09.09
I usually don’t see many phishing attempts in my inbox as I am make heavy use of GMail’s “Report Spam” feature. If I receive anything I don’t want and it was unsolicited, it’s marked as spam, end of story. Today, I received a rather pathetic attempt at phishing for a bank account.
From: Bank of America Security Center
Subject: Unauthorized ActivityDear Bank of America client,
You have received this email because you or someone had used your account from different locations.For security purpose, we are required to open an investigation into this matter.
In order to safeguard your account, we require that you confirm your banking details.

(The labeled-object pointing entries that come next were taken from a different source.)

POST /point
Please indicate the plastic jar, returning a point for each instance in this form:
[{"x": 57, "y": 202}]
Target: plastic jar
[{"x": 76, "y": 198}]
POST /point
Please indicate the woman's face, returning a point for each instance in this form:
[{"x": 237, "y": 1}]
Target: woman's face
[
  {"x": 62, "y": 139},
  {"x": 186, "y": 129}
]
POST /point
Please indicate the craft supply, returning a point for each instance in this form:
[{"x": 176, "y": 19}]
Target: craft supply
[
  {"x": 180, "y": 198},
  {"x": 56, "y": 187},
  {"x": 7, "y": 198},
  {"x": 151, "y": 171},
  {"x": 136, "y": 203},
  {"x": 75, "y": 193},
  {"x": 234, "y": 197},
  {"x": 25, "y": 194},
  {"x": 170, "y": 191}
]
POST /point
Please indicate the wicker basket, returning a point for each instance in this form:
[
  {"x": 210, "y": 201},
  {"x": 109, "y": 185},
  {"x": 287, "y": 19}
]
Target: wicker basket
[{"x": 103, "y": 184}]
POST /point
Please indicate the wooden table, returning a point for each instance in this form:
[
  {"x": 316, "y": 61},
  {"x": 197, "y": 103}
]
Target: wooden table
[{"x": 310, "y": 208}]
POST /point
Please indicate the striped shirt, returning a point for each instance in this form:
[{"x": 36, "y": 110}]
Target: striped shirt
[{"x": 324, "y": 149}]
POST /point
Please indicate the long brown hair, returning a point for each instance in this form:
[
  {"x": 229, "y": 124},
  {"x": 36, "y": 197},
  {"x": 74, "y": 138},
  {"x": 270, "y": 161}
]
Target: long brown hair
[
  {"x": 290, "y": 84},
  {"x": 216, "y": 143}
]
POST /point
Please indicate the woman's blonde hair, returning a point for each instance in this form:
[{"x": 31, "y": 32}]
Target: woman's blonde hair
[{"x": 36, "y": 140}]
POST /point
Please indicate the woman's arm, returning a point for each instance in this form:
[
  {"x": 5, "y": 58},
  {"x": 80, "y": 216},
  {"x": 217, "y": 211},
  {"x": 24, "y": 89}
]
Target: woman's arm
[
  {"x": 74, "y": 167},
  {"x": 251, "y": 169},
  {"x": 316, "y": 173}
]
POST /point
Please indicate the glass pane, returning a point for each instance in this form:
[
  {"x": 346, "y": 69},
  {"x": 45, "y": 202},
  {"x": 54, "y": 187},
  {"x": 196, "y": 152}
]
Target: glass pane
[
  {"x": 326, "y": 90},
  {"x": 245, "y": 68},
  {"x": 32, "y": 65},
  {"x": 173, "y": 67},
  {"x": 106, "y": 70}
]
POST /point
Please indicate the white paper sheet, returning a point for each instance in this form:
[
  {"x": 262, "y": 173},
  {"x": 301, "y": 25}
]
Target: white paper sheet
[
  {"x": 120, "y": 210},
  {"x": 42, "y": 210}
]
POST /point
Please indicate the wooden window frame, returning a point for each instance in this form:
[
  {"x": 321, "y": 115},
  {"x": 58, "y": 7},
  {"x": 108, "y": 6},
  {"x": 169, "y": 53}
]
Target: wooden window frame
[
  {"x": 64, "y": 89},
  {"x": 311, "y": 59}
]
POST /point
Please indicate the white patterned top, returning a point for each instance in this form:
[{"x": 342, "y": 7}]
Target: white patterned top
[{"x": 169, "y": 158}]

The help speeed up to this process, please access the following link so we ca complete the verification of your Bank of America Online Banking Account registration information.
http://0×40164870/www.bankofamerica.com/sslencrypt218bit/online_banking
If we do no receive the appropriate account verification within 48 hours, then we will assume this Bank of America account is fraudulent and will be suspended.
The purpose of this verification is to ensure that your bank account has not been fraudulently used and to combat the fraud from our community. We appreciate your support and understanding and thank you for your prompt attention to this matter.
That’s the actual email. I mean, did a blind kid with a few fingers missing type this or just a Chinese student who’s learned the basics to English find they’re short on rent this month? First of all, the URL isn’t even abstracted to look like a real Bank Of America URL.
News flash idiot: 1) Bank of America emails come from Bank of America’s domain, 2) They’ll at least run a spelling/grammer check, 3) an account cannot be fraudulent, that makes no sense at all, even less so that the bank would suspend any account (they’d suspend activity, there’s a difference), 4) banks hardly put a rush on any activity required by the customer, so the 48 hours thing is just crap, and lastly 5) most banks that send these kinds of alerts out let you see the alerts from their homepages.
I’m not sure who this was intended to fool.